Census and Identity: The Politics of Race, Ethnicity, and Language in National Censuses

Authors:

Kertzer, David I., ed., Arel, Dominique, ed.

Publisher:

Cambridge University Press

Pages:

xi + 210pp. , references, index

Review:

Statistics and population counts are a ubiquitous part of the landscape of modern life. In the last two decades the confluence of a number of theoretical developments—poststructuralist political theory, particularly studies of governmentality; science and technology studies; and critical demography—together with the generalized interest in the politics of representation have paved the way for an interdisciplinary inquiry into statistical measures—their history, uses, and political effects. Census and Identity makes a valuable contribution to this emergent body of work, bringing together a well- integrated collection of studies that focus on that most iconic form of state-sponsored enumeration: the national census. For anthropologists interested in statecraft and the social construction of collective identities, this book is a must-read.

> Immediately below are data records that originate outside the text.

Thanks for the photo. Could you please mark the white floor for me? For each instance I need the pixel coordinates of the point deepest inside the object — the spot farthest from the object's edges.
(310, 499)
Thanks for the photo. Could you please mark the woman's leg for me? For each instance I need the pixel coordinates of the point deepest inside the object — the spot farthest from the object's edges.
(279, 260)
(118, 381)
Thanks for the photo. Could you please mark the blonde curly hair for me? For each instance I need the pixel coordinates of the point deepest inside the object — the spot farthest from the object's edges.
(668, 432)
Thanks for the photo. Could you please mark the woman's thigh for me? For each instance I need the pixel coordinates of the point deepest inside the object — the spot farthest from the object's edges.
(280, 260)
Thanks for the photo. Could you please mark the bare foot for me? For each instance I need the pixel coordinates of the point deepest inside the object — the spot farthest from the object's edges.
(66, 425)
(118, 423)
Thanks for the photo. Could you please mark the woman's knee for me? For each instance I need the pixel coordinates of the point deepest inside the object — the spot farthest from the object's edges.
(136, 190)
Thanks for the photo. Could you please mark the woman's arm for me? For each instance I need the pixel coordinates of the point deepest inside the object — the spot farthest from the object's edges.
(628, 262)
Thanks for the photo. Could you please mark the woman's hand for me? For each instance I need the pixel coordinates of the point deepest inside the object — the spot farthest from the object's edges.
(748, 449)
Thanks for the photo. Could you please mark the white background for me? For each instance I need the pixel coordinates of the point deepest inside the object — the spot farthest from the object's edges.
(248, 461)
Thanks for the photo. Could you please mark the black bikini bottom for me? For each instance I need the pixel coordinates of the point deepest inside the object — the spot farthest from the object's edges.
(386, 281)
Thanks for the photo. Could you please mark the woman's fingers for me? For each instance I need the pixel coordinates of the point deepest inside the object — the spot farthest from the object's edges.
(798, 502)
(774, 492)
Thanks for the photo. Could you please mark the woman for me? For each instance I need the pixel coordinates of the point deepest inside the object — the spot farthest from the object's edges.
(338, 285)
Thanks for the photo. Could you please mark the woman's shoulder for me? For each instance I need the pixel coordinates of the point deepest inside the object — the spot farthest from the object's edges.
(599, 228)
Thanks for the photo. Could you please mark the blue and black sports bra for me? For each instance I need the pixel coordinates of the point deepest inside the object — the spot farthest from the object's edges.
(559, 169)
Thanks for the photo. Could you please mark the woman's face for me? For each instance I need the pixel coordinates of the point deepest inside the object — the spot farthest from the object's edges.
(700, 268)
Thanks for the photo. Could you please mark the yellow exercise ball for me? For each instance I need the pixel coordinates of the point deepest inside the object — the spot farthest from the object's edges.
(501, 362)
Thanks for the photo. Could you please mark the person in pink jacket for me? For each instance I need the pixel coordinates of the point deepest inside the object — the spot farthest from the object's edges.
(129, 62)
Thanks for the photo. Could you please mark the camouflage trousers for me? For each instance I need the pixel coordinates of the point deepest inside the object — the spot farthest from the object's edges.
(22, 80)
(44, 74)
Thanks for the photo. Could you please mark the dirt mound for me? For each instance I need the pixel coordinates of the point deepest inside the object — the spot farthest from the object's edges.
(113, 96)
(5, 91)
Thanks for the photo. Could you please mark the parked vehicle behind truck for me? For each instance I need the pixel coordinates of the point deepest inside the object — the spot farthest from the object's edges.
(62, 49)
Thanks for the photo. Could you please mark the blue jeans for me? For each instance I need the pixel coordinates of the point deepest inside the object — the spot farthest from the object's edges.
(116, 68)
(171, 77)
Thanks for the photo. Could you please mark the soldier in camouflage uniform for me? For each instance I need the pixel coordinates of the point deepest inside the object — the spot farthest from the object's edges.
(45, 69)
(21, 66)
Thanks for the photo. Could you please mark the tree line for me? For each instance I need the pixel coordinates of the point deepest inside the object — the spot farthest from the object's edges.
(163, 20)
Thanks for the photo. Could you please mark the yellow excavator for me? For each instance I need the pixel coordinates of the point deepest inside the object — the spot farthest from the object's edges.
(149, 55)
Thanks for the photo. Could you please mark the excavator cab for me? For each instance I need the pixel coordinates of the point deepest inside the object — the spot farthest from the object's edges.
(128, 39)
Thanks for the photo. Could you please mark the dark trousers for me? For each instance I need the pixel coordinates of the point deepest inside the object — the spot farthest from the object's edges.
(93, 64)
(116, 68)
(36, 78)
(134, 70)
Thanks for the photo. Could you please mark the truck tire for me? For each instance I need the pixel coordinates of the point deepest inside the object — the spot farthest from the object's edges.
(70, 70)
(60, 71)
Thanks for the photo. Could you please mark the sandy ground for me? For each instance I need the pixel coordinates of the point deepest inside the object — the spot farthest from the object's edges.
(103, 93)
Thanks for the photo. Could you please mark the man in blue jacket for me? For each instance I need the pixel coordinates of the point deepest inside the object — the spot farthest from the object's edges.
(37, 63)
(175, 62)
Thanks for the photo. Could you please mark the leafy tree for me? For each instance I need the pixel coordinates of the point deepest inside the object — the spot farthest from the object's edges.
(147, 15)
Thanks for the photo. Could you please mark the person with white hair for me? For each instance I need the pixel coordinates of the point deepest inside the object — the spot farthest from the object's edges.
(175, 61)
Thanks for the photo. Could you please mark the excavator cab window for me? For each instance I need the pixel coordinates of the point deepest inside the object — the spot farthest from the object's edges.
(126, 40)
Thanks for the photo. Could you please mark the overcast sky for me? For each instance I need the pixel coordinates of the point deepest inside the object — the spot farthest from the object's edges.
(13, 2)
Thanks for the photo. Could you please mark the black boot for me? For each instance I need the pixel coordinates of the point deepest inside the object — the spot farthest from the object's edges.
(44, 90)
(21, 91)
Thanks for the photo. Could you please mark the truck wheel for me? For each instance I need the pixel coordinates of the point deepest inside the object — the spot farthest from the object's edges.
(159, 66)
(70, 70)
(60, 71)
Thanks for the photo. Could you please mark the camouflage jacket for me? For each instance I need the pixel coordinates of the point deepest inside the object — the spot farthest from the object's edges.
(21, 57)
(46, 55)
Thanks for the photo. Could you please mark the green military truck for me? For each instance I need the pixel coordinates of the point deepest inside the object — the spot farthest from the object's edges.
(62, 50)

The editors offer a lucid introductory overview of the analytical approach and central questions that tie this interdisciplinary collection together. States, as they note, have been counting in a variety of ways for a very long time. But what motivates the census of the modern state—the regular, periodic enumeration of individuals we know today—is not only an interest in extracting resources but also an attempt to create an ordered map of the population. It is the worldview generated by this map and its consequences for collective identities that occupy center stage in this volume. Counting, as the editors explain, inevitably involves reductionism and simplification of a messy and complex reality. But along what lines does a census choose to carve up a mass of people? What does a state census want to know (or not know) and why? The six case studies approach these questions for the most part from a social constructionist perspective that rejects statistical realism—the notion that the object to be counted exists prior to and outside of statistics. Contributors historicize the making of census categories and approach these as complex processes of political struggle and debate.

The first three chapters, by Melissa Nobles, Calvin Goldscheider, and Dominique Arel, take a look at census data gathering on race, ethnicity, and language, respectively, in a variety of countries. Nobles, for example, offers an insightful comparison of the intersection between racial discourses and census counts in the United States and Brazil. Her analysis shows the very different ways race has been tabulated in the two countries and also makes a convincing case that census bureaus need to be recognized and studied as active participants in racial politics. The comparative perspective of this and other chapters helps to illuminate the influence political ideologies have on the kinds of official statistics gathered. Goldschieder, for example, shows that in Israel, where immigrants are expected to be absorbed into a common Israeli identity, ethnic (but not religious) cleavages disappear from the official record, whereas in Canada, the ideology of multiculturalism has done just the opposite, encouraging a proliferation of possible ethnic categories. Part of what plagues census counts (and makes them fascinating to study) are the controversies and meanings invested in them. Arel shows this well in his comparison of language questions in national censuses. Language has often been used as a surrogate for nationality, leading to quite intense debates over what to measure: the language(s) learned in the home (but perhaps now forgotten or repressed) or the language habitually spoken in the present?

Readers will encounter cases where certain kinds of counting are resisted, as Alain Blum shows in his analysis of ethnicity in France, and also where they have been an accomplice to deadly violence. The latter situation is explored in a gripping article by Peter Uvin on the history of the census in Rwanda and Burundi, where population counts managed to mask the massive ethnic genocide. David Abramson closes the volume with a superb analysis of the history of census taking in Uzbekistan during and after the Soviet regime. Of all the contributors, he and Uvin speak most directly to the central question of the volume: namely, the relationship between census questions and categories and collective identity formation. Both argue that the effects of the census are difficult to isolate from other categorizing practices and policies that precede and interact with it. As Abramson says, people do not “magically” come to see themselves as having a collective national identity simply from answering a census question. But census designs can be instrumental in contributing to a political culture that frames social experience in terms of nationality, for example, while downplaying other ways of drawing alliances. Understanding the impact the census may have requires at the very least a broader analysis of how these categorizing practices are embedded in the institutions and policies of the state and beyond. For, as Uvin and Abramson are keen to point out, development agencies and international NGOs increasingly are key actors in technologies of counting, imposing on newly independent and impoverished nations standardized systems of counting and categorizing whose effects can be felt, as Abramson’s study shows, at quite intimate levels of neighborhood life. A fitting close to the volume, Abramson’s study is especially relevant to anthropologists in pointing to the utility of ethnography as a tool for answering the very question the book seeks to pose: how officially sanctioned terms of identity do or do not make their ways into the everyday lives of social actors once the census taker has left.